A number of the artists featured in the special exhibition Nature and the American Vision: The Hudson River School can also be found in the galleries of the Milwaukee Art Museum. This is the third in a series of blog posts that will highlight Milwaukee’s artworks during the run of the exhibition.

The first post in this series focused on Thomas Cole, the founder of the Hudson River School. Today we will highlight Cole’s one and only pupil, Fredrick Edwin Church (American, 1826-1900), as well as Church’s very good friend, Charles De Wolf Brownell (American, 1822-1909).
Church enjoyed success early in his career: he was apprenticed to Cole at 18 and then quickly became the youngest member of the National Academy of Design. For much of the 1850s, he travelled during the summer to far-flung places like South America, and only ended his excursions for a while when he married. In the late 1860s Church and his wife began to travel again, this time to Europe and the Middle East. Eventually, health issues forced Church to settle down at Olana, his Hudson River mansion, where he lived until his death in 1900.
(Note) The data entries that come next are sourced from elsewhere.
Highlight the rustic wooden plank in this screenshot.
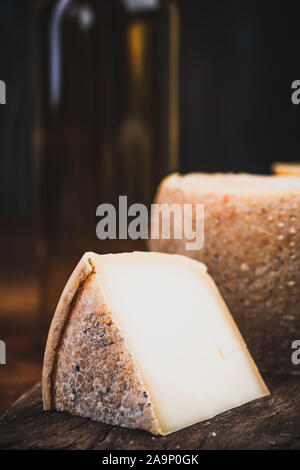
[0,376,300,450]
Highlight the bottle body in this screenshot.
[34,0,178,325]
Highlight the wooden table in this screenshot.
[0,376,300,450]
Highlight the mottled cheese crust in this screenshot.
[43,252,268,435]
[148,174,300,373]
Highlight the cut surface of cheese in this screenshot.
[272,162,300,176]
[148,173,300,374]
[43,252,268,434]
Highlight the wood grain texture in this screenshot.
[0,376,300,450]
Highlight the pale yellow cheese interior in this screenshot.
[90,253,268,434]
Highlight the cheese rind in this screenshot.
[43,253,268,434]
[148,173,300,373]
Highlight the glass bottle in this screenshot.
[33,0,179,327]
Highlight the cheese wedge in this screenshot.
[43,252,268,435]
[148,173,300,374]
[272,162,300,176]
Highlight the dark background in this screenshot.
[0,0,300,219]
[0,0,300,414]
Inspired by German naturalist Alexander von Humboldt (1769-1859), and his friendship with Church, Brownell almost never stopped moving. For the better part of the 1850s and into the 1860s he spent his winters in Cuba, where his mother’s family owned sugar plantations, even publishing his own natural history on the Caribbean. In 1865, Brownell married and moved to Rhode Island to set up a permanent home, but he continued to travel. He visited Europe extensively during the 1870s with his wife and children, and he later went on many solo expeditions to the Caribbean, South America, Mexico and the American Southwest. He even went on a cruise around the world in 1897. His travels finally ended with his death in 1909.

The two landscape painters met in New York after Brownell abandoned his career as a lawyer, and became life-long friends. The Milwaukee Art Museum offers a chance to compare side by side a painting by Church (A Passing Shower, above) and a painting by Brownell (The Bay of Matanzas, Cuba, below); both of these paintings were made in 1860.
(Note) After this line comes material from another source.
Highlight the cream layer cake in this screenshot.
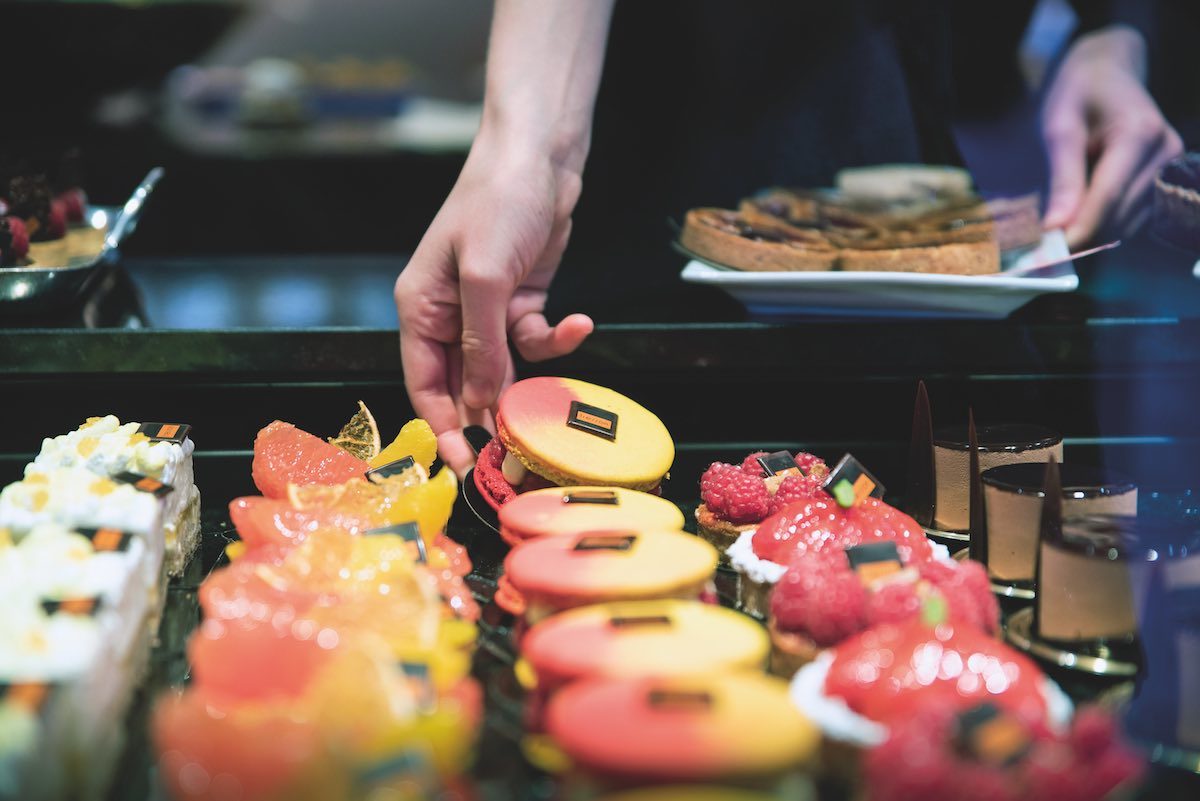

Despite its title, Church’s A Passing Shower actually shows the dissipation of a dawn mist at sunrise. As the fog lifts we can see the emerging, distant mountains. Nestled at the foot of the hills is a small cabin in the forest. In the foreground, a man guides a boat down the river, while cattle graze along its bank. But overall, this evidence of human existence is overwhelmed by the vastness of the landscape.
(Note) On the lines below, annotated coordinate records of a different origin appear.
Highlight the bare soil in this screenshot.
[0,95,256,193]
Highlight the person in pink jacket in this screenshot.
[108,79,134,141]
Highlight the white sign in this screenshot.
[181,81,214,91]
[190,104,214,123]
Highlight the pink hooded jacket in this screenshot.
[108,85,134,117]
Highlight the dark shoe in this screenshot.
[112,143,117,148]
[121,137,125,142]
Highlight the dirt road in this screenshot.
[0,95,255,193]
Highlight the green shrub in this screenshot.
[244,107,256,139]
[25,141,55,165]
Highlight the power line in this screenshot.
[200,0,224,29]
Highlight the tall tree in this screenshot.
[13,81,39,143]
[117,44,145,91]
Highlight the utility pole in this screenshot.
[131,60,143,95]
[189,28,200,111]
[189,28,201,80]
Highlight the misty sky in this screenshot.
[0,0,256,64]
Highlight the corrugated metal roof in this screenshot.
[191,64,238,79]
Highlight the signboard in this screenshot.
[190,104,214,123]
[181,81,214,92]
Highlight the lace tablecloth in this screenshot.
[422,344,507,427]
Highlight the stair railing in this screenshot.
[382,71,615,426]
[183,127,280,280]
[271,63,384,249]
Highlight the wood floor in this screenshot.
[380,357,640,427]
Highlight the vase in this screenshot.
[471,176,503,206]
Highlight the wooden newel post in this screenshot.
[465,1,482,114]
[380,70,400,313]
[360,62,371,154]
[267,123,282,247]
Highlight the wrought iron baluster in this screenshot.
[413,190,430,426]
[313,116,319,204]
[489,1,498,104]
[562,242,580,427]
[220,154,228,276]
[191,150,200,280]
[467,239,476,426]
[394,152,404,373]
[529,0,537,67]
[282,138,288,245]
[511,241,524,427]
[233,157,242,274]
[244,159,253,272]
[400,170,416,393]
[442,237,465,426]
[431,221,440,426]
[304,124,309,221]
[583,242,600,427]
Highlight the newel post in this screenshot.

The Bay of Matanzas, on the other hand, reflects a more established town set within an expansive landscape. Many buildings fill the foreground, while ships float in the bay, and cultivated fields are worked in the distance. Although there is clear evidence of human cultivation of the landscape, the scene is sparsely populated.
One similarity between Church and Brownell is their fascination with the details of the natural world. Church often strived for scientific accuracy in his depictions of plants. At the time he painted A Passing Shower, Church most often created both large scale paintings, some reaching 10 feet wide, as well as others that possessed a high level of detail, such as his depiction of the Ecuadorian volcano, Cayambe, on view in Nature and the American Vision. We can see Brownell’s same desire for detail in Bay of Matanzas, Cuba, especially in the palm trees in the foreground.
As we discussed in the post on Thomas Cole, many Hudson River School painters reflected the social and political issues of their time. Church and Brownell are no exception. Church created A Passing Shower as the United States was on the brink of civil war. Growing storms and fading sunsets were often used by artists as symbols of struggle; the dark mist contrasted with the growing light of the sunrise suggests the coming conflict between North and South. Church’s hope for a resolution in a peaceful future for the young country is reflected in the serene landscape in the foreground.
If we look at Brownell’s painting, we see no negative consequences of plantation life. Brownell depicted Cuba in a state of peace with clear blue sky and much of the landscape bathed in sunlight; the palm trees and expansive green fields suggest lush abundance. As mentioned above, Brownell knew firsthand the landscape of Cuba from his early travels, and his idealized view of a slave-based economy is very far from plantation life that was causing friction in the United States.